What I do remember is watching a game of cricket.  It was a test match.  I think it was England playing South Africa.  But it may have been England playing Australia.  Either way, the picture was in soft shades of grey.

I was about four or five at the time.  I knew a bit about cricket because my father played club cricket and my mother would often take my sister and me to watch him bowling slow leg breaks and batting in the middle order.

The best part about watching cricket on TV was not the picture (let’s face it, the pictures back in those days were not very good).  No, what made watching cricket interesting and entertaining was the commentary: two or three witty and informative chaps chatting about cricket and life in general and, occasionally, commenting on the game that was in progress.  Almost without exception, they were worthy of the appellative wordsmith.

Funnily enough, as I grew up, I watched very little cricket on TV.  Instead, I watched it at the park or I listened to it on the radio.  At the park it was in colour; on the radio it was in Technicolor.

Cricket is one of the few games that I can think of that you can ‘picture’ without needing to see it.  There is an off side and an on side (also known as the leg side).  There are 25 or 30 clearly defined fielding positions – from deep fine leg via deep backward square and deep mid-wicket to long on; and from long off all the way around to point, third man, and various gullies and slips until you get to the wicket keeper.

And pretty much every batting stroke has its own name.  When the commentator announces a cover drive or a square cut (or, heaven forbid, a French cut), you know that it is definitely not a hoick to cow corner.

One of the things that I took for granted as I listened to the chaps in the ‘combox’ was that they did their best to be neutral.  They may have been from England or from India or from South Africa, but it was clear that they wanted cricket to be the winner.  Credit fell where credit was due, but the real winner was always the game itself.

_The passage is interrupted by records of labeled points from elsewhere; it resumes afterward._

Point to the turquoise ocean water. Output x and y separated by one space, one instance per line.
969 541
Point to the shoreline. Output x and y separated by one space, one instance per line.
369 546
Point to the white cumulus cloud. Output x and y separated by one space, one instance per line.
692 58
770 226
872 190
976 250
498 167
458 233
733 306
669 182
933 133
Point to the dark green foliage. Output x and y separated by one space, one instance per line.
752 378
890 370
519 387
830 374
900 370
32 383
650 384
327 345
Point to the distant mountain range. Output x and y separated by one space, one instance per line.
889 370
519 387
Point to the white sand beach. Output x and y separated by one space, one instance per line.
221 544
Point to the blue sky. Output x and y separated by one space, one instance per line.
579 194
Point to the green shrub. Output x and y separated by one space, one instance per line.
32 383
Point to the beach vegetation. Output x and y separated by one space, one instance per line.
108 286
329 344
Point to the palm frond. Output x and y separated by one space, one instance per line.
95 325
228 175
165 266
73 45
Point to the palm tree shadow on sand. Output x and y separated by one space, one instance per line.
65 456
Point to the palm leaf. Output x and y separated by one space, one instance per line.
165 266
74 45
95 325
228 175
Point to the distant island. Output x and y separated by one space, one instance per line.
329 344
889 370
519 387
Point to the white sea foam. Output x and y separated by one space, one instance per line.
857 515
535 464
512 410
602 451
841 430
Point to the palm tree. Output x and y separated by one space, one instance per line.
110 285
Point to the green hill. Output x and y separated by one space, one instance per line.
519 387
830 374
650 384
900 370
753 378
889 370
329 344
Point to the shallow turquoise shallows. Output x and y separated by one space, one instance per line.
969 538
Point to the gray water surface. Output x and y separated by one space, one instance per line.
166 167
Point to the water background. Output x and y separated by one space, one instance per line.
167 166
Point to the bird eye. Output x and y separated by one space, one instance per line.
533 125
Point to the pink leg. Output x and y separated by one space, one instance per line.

And then one day, when I was temporarily distracted, one of the Australian TV channels apparently decided that it would pull in bigger audiences if they replaced neutral commentators with out and out Aussie cheerleaders.

To his credit, former Australian cricket captain Mark ‘Tubby’ Taylor has declined to join in the game of ‘hooray for our side and bugger the others’.  But, as for the rest of them, I now prefer to watch with the sound off.

In my view, the loser in all of this is not the team that comes second, but the game itself.